Sevince beklentileri artıyor insanın. Yük olmaktan imtina edip sevdiğini kalbinde yücelttikçe sevda hırpalayan bir tufana dönüşüyor da içimizin şehirleri tarumar oluyor zaman zaman.
Sevda dedimse, sevmek dedimse, sadece bir kadının bir adama gönül vermesinden söz ediyor değilim.
Benim için, birini canıma dost bilmek, saf bakışlı bir çocuğun geleceğinden endişe etmek, yüzünü, sesini bilmediğim güçlü bir kalemin ifadelerinden beslenmek, işini gücünü severek icra etmek sevdalarımın bir parçası. Hatta hatırası olan eşyalar, şarkılar, türküler, şiirler de…
Yaşadım, gördüm ve bildim, gönül bağladığım nem varsa imtihanım. En çok kimi ve neyi sevmiş isem onlardan kedere yakalandım. En güvendiğim yanımdan yaralandım.

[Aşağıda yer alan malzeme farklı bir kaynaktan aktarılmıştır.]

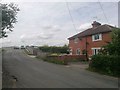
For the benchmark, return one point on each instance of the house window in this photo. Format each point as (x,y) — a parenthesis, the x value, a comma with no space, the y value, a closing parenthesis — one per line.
(70,51)
(95,51)
(78,51)
(96,37)
(76,40)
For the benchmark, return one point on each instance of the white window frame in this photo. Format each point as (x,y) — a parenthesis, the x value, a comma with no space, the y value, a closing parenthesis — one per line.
(100,37)
(93,50)
(70,51)
(76,40)
(77,51)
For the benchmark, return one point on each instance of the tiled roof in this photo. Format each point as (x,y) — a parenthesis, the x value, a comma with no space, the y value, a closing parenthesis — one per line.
(91,31)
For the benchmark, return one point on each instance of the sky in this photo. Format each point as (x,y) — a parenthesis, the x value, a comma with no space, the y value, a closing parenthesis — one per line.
(53,22)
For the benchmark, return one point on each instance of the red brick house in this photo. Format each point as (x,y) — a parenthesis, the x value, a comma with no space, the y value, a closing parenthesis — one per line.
(90,40)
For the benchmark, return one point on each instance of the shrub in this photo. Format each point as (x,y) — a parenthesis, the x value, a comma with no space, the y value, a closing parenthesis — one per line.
(106,64)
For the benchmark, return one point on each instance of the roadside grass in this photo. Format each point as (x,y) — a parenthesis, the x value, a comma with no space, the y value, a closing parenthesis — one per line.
(100,72)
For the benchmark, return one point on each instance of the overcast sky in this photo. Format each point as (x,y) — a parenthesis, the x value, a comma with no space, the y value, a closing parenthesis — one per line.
(50,23)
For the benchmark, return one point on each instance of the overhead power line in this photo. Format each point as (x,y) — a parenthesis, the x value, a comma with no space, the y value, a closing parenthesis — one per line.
(71,16)
(103,11)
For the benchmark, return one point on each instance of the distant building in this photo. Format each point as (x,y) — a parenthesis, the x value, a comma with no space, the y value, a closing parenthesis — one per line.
(90,40)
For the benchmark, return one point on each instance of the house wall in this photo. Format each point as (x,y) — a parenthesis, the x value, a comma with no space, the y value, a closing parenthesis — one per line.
(91,44)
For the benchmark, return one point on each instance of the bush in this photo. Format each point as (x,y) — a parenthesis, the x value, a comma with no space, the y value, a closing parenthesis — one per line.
(106,64)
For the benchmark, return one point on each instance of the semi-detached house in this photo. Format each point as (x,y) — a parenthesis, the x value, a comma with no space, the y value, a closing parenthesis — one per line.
(90,40)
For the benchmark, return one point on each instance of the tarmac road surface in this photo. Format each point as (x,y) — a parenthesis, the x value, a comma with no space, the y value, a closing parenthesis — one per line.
(34,73)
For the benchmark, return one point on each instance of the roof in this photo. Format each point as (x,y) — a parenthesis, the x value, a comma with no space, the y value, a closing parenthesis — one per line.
(91,31)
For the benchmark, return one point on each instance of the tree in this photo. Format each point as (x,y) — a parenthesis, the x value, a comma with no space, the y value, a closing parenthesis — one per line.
(8,17)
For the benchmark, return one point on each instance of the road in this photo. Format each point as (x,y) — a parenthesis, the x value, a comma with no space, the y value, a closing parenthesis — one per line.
(34,73)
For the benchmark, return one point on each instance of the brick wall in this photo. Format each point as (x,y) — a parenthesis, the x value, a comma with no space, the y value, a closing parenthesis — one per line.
(82,43)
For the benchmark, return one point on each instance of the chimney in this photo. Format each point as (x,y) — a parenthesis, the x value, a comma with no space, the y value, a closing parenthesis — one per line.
(95,24)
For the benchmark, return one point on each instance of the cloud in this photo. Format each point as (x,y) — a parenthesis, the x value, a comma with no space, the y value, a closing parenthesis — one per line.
(84,26)
(51,27)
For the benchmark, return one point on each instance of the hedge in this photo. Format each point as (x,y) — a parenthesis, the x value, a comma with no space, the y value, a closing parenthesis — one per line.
(106,64)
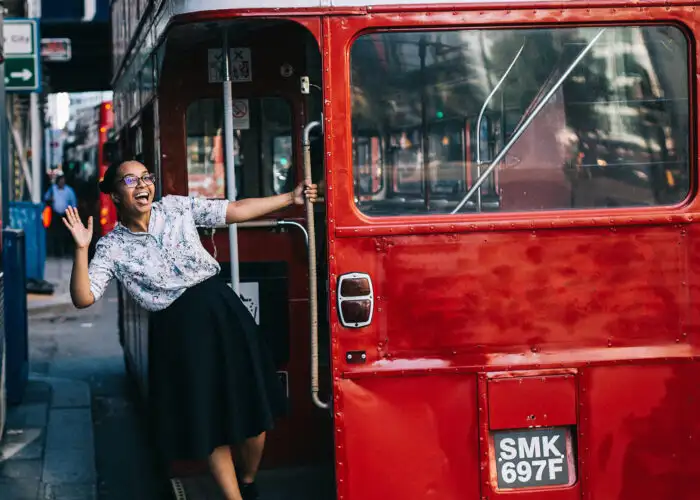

Bu tecrübemin ardından, “Ey âlemlerin Rabbi Allah’ım; ben dilemeden ömrüme ikram ettiğin her bir şey bana çok yakıştı. Annemi, babamı ben dilemedim, güzeller güzeli İstanbul’da yaşamayı ben seçmedim. Ancak ben ne diledim ise hep hırpalandım. Varmak istedim uzak kaldım. Almak istedim borçlandım. Tamam olmak diledim yarım kaldım. Ey beni benden iyi bilen Allah’ım, beni benden esirge. Senden dilediklerimi katında merhametinle, lütfunla süsleyip öyle ikram buyur ki, hem ömrüme hem kalbime yakışsın.” Diye sürüp giden dualara durdum.
Sonra fani sevdaların, heva ve heveslerin kalbimi yaralayıp kanattığından beridir, sevdalarıma, evimden şehrime, şehrimden vatanıma, vatanımdan sınırlar ötesi coğrafyalara uzanan bir sınırsızlık belirledim. Kalbim şimdi daha kocaman. Acım sızım çok ama insanlardan beklediğim vefadan daha yüce olan Rabbimin rızasına talibim şimdi.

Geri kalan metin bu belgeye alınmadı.